Saying Goodbye in Singapore
Singapore was where the Asia trip ended, at least for me. My boyfriend was heading to Bali to surf and decompress. I was heading back to Mexico.
After six or seven weeks of traveling together — tight quarters, every day, hostels and overnight buses and remote beaches and chaotic ferry ports — we were both ready for some space. Not because anything was wrong. Just because that much intensity with another person, even one you love, eventually needs a break. You could feel it in both of us: the quiet acknowledgment that it was time.
I wasn’t going home to a job or a lease or anything that felt like an ending. I was going back to my apartment in Mexico, to tacos and morning surf and the rhythms I’d built there. He was going to Bali. We’d talked about him swinging through Mexico on his way back, maybe figure out another Vail summer together. The relationship has always been complicated in the way that two people chasing their own lives makes things complicated — not for lack of love but because sometimes the adventures don’t align, and you have to be honest about that with each other.
So the goodbye wasn’t devastating. It was more like hitting pause on something that had no obvious endpoint. I was travel-worn and ready to be somewhere familiar.
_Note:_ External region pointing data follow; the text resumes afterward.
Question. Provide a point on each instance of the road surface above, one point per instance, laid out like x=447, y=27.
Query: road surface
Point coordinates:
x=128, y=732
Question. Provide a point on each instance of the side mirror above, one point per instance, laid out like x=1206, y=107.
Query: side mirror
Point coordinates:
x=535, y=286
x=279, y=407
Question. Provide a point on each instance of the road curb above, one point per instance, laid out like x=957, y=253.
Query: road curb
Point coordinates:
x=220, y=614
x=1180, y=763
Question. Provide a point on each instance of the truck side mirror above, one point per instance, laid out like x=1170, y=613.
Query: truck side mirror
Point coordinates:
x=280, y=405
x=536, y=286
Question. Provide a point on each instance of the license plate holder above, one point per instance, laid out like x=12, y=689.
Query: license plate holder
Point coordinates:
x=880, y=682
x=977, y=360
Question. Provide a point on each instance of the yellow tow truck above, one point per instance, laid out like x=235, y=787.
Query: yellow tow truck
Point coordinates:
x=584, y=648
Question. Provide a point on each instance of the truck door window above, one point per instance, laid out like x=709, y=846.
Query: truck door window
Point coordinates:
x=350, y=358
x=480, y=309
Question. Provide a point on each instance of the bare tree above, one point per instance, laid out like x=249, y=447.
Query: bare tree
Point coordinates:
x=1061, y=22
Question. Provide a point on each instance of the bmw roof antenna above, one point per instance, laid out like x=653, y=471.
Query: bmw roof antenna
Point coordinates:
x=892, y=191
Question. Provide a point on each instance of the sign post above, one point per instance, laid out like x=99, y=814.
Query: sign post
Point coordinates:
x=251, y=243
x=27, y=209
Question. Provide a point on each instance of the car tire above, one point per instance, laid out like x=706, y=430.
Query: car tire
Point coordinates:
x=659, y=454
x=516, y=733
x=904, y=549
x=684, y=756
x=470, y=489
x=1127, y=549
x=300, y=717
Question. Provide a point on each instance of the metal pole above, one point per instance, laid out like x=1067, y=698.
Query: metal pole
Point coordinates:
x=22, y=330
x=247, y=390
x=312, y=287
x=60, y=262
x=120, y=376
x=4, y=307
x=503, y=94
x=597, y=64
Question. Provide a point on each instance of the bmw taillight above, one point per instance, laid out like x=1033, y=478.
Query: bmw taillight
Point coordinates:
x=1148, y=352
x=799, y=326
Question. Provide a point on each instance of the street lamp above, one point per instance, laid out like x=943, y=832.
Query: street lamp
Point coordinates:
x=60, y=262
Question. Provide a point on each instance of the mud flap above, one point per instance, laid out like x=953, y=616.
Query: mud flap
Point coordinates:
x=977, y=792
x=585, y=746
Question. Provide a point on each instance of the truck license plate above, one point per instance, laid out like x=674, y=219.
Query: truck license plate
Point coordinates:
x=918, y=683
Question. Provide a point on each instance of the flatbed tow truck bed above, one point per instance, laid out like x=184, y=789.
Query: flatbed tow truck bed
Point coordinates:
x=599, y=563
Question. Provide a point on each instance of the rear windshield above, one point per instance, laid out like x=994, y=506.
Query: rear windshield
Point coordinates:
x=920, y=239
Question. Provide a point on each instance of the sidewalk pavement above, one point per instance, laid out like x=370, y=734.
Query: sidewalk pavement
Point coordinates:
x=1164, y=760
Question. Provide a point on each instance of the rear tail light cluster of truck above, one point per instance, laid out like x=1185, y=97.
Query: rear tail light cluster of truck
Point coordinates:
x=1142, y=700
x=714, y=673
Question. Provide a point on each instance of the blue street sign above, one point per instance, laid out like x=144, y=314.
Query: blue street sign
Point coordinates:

I found a cheap flight out of Singapore to San Francisco, stayed with a friend for a night, and flew back to Mexico.
Six or seven weeks. Sri Lanka, the Philippines, Borneo, Singapore. A lot of buses and a lot of waves and a lot of meals eaten standing up in markets. I’d do it again without hesitating.
Practical Notes
Getting to northern Borneo: Fly into Kota Kinabalu (BKI), then hire a car or — strongly recommended — rent one yourself. The drive to Kudat and the northern tip is several hours but the road is easy. Don’t rely on ride apps for a trip this far; arrange transport in advance or have a rental.
Kudat Beach House / Blue Fin Surf and Dive: Run by Ivan at Tanjung Simpang Mengayau Beach. Book directly and ask him about current surf conditions before you go. Contact him ahead of time — this is not a spot to show up to on a whim without checking conditions first.
Groceries: Stock up in Kota Kinabalu before making the drive north. The area around the beach house has minimal food options. Bringing a week of supplies is easy and essential.
Kudat town: Worth a day or two. Eat the seafood — it’s exceptional and extremely affordable. Getting there from the northern tip requires coordination — arrange a driver in advance if you can, or ask your accommodation to help. Onward transport to Kota Kinabalu is a shared shuttle situation that depends heavily on local connections. Research your route before you arrive or rent a car for the freedom to move on your own schedule.
Singapore accommodation: Budget $70-100+ per night minimum. Stay near a metro station — that’s the only location advice that matters.
Singapore food: Eat at hawker centers, not restaurants, unless you’re specifically splurging. Zhong Guo La Mian Xiao Long Bao in Chinatown for soup dumplings. Go hungry and go twice.
Singapore metro: Best in Asia. Take it everywhere. Buy a stored value card at the airport and you’re set for the whole trip.